Because of concerns regarding the emotional “neutrality” of neutral faces (Thomas et al., 2001
; Donegan et al., 2003
), this set of facial expressions included a calm face. The intention was to create a facial expression that participants would explicitly label as neutral/plain, but may actually interpret as a less emotionally significant face relative to a neutral face. Scores were lower for the calm/neutral validity ratings relative to ratings of the entire set, which was expected considering the increased difficulty in judging the difference between calm and neutral. Despite this level of difficulty, a significant proportion of the neutral and calm faces were correctly labeled above chance levels (although neutral was correctly identified more often than calm). These expressions were posed consistently within actor such that when an actor posed a calm face well, he or she also posed a neutral face well, making a complete set of calm and neutral faces available to researchers.
There are some shortcomings of the set. First, although the rating system used here was conservative (i.e., not a forced choice paradigm), it would be even more informative if future studies employed a system of responding where participants rated faces on a continuum for each type of emotion label. This “quantitative rating” (Russell, 1994
) approach is a sensitive measure to capture subtle combinations of emotions within a face. Given the large number of images in the set, collecting data in this quantitative manner would preclude a within-participants design (e.g., instead, group A would rate the first third, group B would rate the second third, and group C would rate the third), and a between-participants design would weaken conclusions made regarding the consensus of the interpretations. A second issue concerns the open-/closed-mouth versions, which were created to control for the strong perceptual feature of an open mouth. We tested recognition across both open- and closed-mouth versions of each expression, and on average, this manipulation disrupts recognition of some facial expressions. However, on an individual model level, there are expressions that are accurately identified with both open- and closed-mouth versions. So, on average manipulating the mouth while maintaining the intended expression is difficult for most models to do, but there are individual actors who produce both versions well.
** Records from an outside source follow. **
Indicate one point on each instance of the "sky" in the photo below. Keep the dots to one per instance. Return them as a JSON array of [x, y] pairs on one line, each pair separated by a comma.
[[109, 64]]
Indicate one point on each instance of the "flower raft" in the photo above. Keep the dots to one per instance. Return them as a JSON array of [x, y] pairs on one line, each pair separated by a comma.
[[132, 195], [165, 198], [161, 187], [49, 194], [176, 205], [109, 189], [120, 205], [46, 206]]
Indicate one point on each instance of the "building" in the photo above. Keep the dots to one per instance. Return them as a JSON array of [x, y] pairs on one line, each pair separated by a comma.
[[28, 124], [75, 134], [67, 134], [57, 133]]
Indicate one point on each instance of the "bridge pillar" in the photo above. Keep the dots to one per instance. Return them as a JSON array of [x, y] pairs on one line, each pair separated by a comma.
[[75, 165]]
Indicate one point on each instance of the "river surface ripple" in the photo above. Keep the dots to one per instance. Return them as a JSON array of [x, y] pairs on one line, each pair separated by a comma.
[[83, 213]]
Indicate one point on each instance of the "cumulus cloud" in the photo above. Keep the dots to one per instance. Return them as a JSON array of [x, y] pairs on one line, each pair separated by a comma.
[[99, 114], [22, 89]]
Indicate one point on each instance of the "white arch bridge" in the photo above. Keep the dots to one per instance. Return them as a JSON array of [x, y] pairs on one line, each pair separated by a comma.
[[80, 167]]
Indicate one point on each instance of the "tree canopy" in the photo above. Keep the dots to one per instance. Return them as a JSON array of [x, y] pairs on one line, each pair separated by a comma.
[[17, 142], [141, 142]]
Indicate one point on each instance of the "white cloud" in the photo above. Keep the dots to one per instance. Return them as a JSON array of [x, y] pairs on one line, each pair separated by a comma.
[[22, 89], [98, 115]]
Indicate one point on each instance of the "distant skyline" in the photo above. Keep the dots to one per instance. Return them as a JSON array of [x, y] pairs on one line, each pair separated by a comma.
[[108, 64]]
Thirdly, unlike other stimulus sets that strip faces of extra paraphernalia (Erwin et al., 1992
), actors were not instructed to remove make-up, jewelry, or facial hair. This decision could bias judgments, but it also results in a set of faces that are more representative of faces people see every day. Finally, while images from this set are available for the scientific community for use in experiments at no cost, only a subset the images may be printed in scientific publications, and these models are listed online at http://www.macbrain.org/resources.htm
. The remaining models may not be published in any form.
The goal in creating this set of facial expressions was to provide a large, multiracial set of photos of professional actors, posing expressions that untrained experimental participants could identify. Having untrained participants identify the emotions on the faces is the best way to assess how similar participants in future studies will interpret the expressions. The data presented in this article should raise experimenters’ confidence level about both the validity and reliability of these expressions in so far as untrained participants in a face processing study perceive them. The versatility of this set makes it a useful resource to ask new questions and draw conclusions about social perception that are generalizable to a broader range of faces.